For the first time since he'd found himself in this situation, Joseph wondered about his own job. Was his employer wondering where he was? Did they call home to talk to his wife when he didn't show up for work the day after he showed up in this other place instead? Did his wife update them after Joseph
“talked” with her yesterday â and if so, how did she explain that conversation?
Strangely, it didn't feel as though he were missing work at all. There was no little tickle in his brain about a job. Was he unemployed? That didn't seem right, either. He was really looking forward to his memory returning so he could stop asking himself so many questions. Meeting new people could be very enjoyable, but the enjoyment paled quickly when the new person was yourself.
A few minutes later, the road narrowed and they turned toward a large open park filled with kids throwing balls and flying kites. Joseph hadn't even noticed the weather when they left this morning, but he now saw that the day was bright and cloudless.
“You hungry?” Will said.
“I'm getting there.”
Will pointed off to his left. “The second I saw that hot dog truck, I got very hungry. I think that truck has something I need.”
“Hot dogs in the park sound good to me.”
Will parked the car on the opposite side of the street from the truck and they walked over. Joseph ordered two hot dogs with grilled onions, spicy mustard, and sauerkraut, while Will took his with ketchup only. Joseph found the idea of a hot dog with ketchup extremely dull, but he kept his opinion to himself. Goading the kid to eat more adventurously had been a fruitless exercise so far.
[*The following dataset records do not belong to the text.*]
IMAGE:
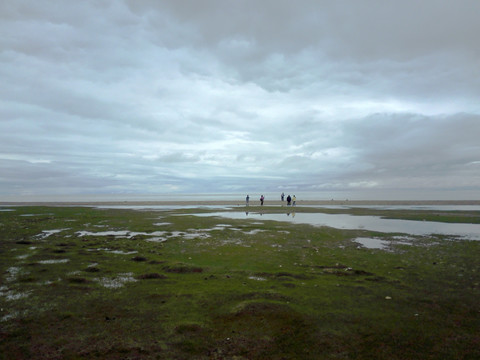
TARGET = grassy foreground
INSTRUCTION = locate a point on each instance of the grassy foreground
(126, 284)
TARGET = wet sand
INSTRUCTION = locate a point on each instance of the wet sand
(242, 203)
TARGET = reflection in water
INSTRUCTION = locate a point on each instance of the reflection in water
(373, 223)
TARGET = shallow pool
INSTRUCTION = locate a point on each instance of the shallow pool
(373, 223)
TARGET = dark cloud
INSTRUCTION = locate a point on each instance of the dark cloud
(158, 96)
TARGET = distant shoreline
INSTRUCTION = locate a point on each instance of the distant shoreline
(239, 203)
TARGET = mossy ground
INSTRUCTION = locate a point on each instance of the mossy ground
(188, 287)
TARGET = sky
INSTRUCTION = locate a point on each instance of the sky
(375, 99)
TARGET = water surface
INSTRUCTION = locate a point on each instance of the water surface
(373, 223)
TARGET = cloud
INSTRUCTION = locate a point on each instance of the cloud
(161, 96)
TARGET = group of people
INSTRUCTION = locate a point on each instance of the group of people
(290, 200)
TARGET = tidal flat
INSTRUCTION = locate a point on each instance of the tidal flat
(111, 283)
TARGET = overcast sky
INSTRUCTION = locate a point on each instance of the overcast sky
(148, 97)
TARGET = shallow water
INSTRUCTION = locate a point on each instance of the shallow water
(373, 223)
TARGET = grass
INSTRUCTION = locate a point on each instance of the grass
(189, 289)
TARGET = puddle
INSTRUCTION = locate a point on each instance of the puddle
(54, 261)
(46, 233)
(120, 233)
(257, 278)
(370, 243)
(117, 282)
(372, 223)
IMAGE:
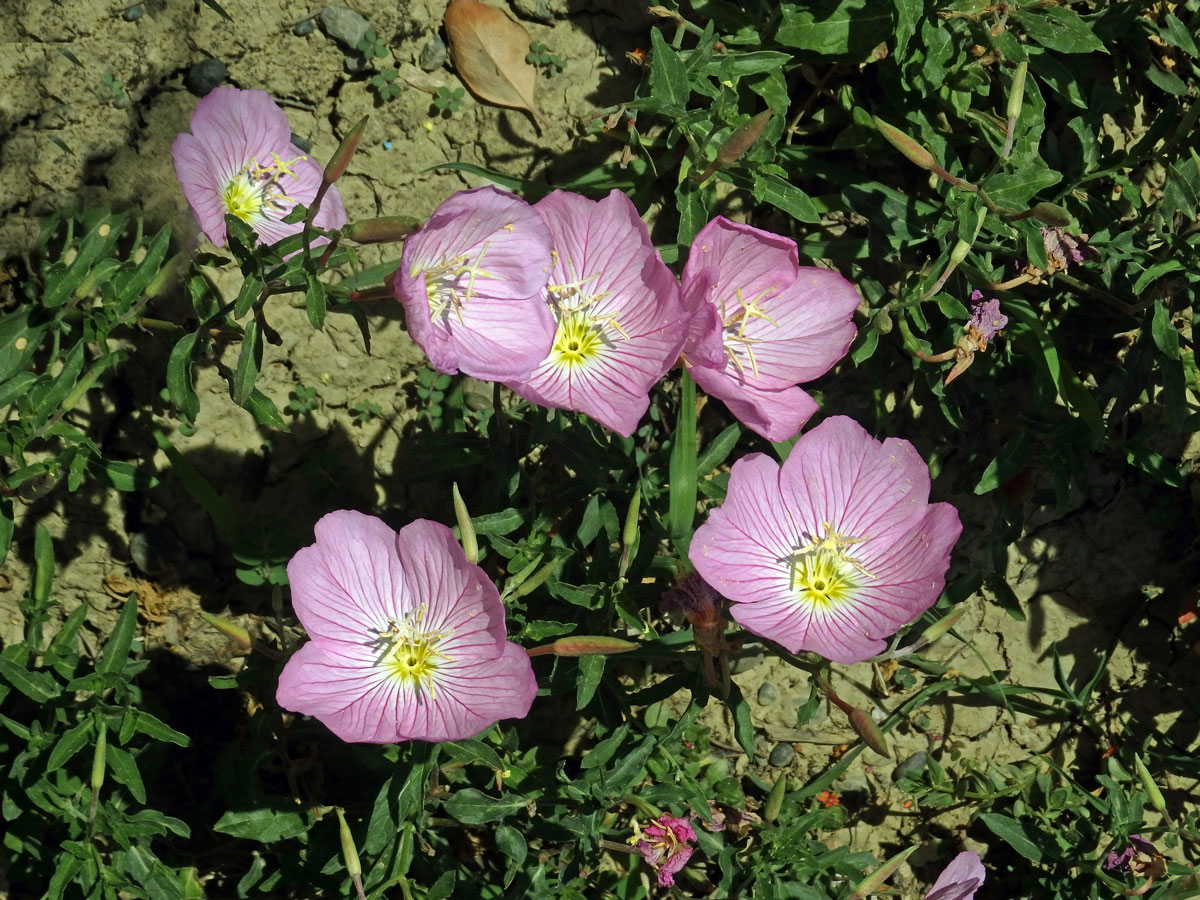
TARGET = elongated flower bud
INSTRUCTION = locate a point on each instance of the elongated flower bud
(585, 646)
Obviously, this was not something in which Will engaged.
They took their food to a bench near the park's playground. As they sat, a large dog with tight black
curls galloped up to them and sniffed at their food. Will started to tear off a piece of his bun for the dog, but just then a slim young woman in very skimpy running shorts came up to retrieve the animal, throwing a leash around him.
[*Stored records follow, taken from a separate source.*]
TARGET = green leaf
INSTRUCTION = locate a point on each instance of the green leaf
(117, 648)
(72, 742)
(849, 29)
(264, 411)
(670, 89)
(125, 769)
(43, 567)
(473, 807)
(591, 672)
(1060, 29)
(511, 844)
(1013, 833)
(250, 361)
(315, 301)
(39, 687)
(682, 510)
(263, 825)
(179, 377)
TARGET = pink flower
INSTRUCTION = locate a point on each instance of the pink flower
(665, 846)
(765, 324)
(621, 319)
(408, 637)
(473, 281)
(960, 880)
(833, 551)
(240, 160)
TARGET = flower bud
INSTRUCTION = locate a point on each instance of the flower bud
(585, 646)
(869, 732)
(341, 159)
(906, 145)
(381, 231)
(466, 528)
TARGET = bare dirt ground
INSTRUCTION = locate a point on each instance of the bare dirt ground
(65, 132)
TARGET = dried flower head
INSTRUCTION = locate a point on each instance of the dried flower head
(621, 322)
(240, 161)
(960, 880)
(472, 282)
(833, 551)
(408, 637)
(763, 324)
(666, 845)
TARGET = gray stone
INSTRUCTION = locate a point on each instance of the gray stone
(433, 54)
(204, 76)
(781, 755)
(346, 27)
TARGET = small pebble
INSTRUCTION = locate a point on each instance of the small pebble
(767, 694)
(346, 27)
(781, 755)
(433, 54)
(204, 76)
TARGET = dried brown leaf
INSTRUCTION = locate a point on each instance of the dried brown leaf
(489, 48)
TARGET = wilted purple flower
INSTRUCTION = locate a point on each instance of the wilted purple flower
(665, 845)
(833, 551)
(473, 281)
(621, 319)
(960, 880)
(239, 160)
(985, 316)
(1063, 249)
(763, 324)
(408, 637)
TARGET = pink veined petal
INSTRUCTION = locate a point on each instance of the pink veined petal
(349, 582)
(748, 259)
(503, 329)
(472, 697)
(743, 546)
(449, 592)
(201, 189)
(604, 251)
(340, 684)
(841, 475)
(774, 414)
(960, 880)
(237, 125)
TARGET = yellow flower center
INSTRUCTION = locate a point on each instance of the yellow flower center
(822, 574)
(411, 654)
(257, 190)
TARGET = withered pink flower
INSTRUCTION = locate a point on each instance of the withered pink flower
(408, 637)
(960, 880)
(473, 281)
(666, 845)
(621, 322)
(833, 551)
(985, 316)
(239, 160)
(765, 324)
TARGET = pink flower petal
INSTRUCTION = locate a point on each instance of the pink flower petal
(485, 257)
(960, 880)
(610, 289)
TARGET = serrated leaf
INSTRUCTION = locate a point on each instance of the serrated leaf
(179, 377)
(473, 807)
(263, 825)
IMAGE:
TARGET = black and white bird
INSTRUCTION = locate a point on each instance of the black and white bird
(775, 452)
“I'm so sorry,” she said. “He's an escape artist. Especially if there's any food around. He's figured out how to slip off the leash.”
“Quite all right,” Joseph said as the woman scolded the dog and pulled him away. Joseph noticed Will watching the woman's legs as she headed deeper into the park. He couldn't blame him; the woman had lovely legs. He tried to think of his wife's legs, but nothing came to him, though he knew instinctively that the woman he loved looked at least as good as this woman when she wore skimpy shorts.
“Do you have a girlfriend at home?”
Will broke his stare, though he seemed to do so reluctantly. “I'm keeping it casual at this point.”
“That was a beauty.”
Will looked off in the distance again. “Yeah.”
“The dog, I mean. A standard poodle, I think.”
Will looked over at Joseph coyly, the wry grin in full bloom. “Yeah. Standard poodle.”
Joseph chuckled and took another bite of his hot dog.
It truly was a gorgeous day out, the warmest of their trip. Joseph felt less inclined to stay in motion than he had previously. It was as though his body were telling him that it needed some time on this bench, just listening and watching. Was this a good thing, as he tried to suggest to himself earlier, or
was it a sign that he was resigning himself in some way?
He glanced over at the playground. Two kids were attempting to climb a rope ladder at the same time, each trying to reach the next rung first. At a curving slide, one little girl was preparing to go down while a little boy tried to get up it from the bottom at the same time. They tumbled off together, stood looking a little dazed, and then ran off to the next piece of equipment.